Kes Zapkus
Paintings and Drawings
Wednesday, March 25 – Saturday, May 9, 2015
William Holman Gallery is pleased to present an exhibition of the paintings and drawings by Kes Zapkus. This is the first show of his work since a major retrospective at the National Gallery of Art (NDG) in Vilnius, Lithuania last spring.
For Zapkus, his painting could be identified as “content generated abstraction.” The titles to his works indicate the content being pursued. While understanding painting’s historical, cumulative visual identity, Zapkus intentionally eliminates depiction as his paintings’ primary goal. As the camera records the visible, his painting envisions meaning by visual discourse in associative passages and structures. The works engage in a dialectic, in which humanist and aesthetic issues are presented through an abstract visual language. The paintings channel the simultaneous qualities of physical and virtual worlds of memory, experience, and technology and how these interact with one another.
Zapkus’s painting incorporates his vision of an image as a total informational field.
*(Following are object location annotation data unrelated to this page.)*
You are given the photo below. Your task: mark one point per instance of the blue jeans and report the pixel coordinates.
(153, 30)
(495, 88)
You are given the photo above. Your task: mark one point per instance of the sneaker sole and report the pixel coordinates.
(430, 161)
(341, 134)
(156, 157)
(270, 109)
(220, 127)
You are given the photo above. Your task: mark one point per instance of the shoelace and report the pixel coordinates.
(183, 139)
His fascination with the possibility of painting relating to classical music composition, not in terms of sound passing in time (the listener’s), but from the composer’s viewpoint of musical architecture. This is where the symphony in its thousand measures and orchestrations exists as a fixed, stretched out equilibrium, where present and past and future ideas are reasoned aspects of an established equation. Envisioning a total work as a substance, like a complete book in its structure (as James Joyce’s Ulysses) and not as pieces of narration moving through time, is a parallel Zapkus aspires to.
This group of paintings and drawings crosses several decades of work not previously shown in New York. From more rigorous grid anchoring, to loose organic structuring, the exhibition shows two polarities. Work favoring a classicizing attitude, gradually evolves towards the expressive and romantic. These polarities reflect the cyclical changes throughout his painting career as the following descriptions indicate.
Drifting (Mental and Continental), a vertical diptych, is a whimsical interpretation of continental drift. The lower panel shows the recognizable continents, hinting to the corresponding contours between them. The rendering is thematic rather than scientific, the ocean shelf and tectonic movement is shown with hypothetical linear stress points and other painterly embellishments. The upper panel of this diptych is a free form pendant to the lower panel – a scrambling of the fragments of the continents and diagrammatic signs into what Zapkus calls “a mental mix.” The work represents an accumulative mixing of information, as though one were in a reverie, and hints at the equivocation of all in mental processing.
Piazzolla in Traffic combines two ideas. Piazzolla of the title references Ástor Piazzolla, a radical Argentine composer positioned between classical and secular pop aesthetics. Traffic is the title of one of Zapkus’s own painting from 1975, which was a radical and innovative work for his career. Traffic consisted of a quartet of four abrasively oblique panels, which attempted to find resolution into classical aesthetic balance. In musical architecture – measure to measure, forward and back, theme and variation - builds a whole. Piazzolla in Traffic is likewise constructed of small units making a whole as a sum of the parts. The experience is an inclusive summation of these particular references, discordant yet co-dependent. The four panels quoted from Traffic, 1975 are joined with spinning individual configurations (as if tango couples dancing) in a modulated, pulsating, gray arena. The work is an ambitious summary of Zapkus’s painterly evolution.
Kes Zapkus was born in Lithuania as an American citizen in 1938. He received his BFA from The School of The Art Institute of Chicago and was awarded the Ryerson Foreign Travel Fellowship. He earned an MFA from Syracuse University in 1963. Zapkus has exhibited and been collected extensively domestically and internationally and has held teaching positions at University of Pennsylvania, The Vilnius Academy of Art, Cooper Union, Parsons School of Design, Princeton and SUNY at Stony Brook.
In commemoration of Zapkus’s retrospective at the National Gallery of Art in Lithuania, an inclusive monograph on his work was published with essays by Lucy R. Lippard, Marjorie Welish, Sandra Skurvida and the artist on his work (in English and Lithuanian) This monograph Kestutis Zapkus is available for purchase ($50) at the William Holman Gallery.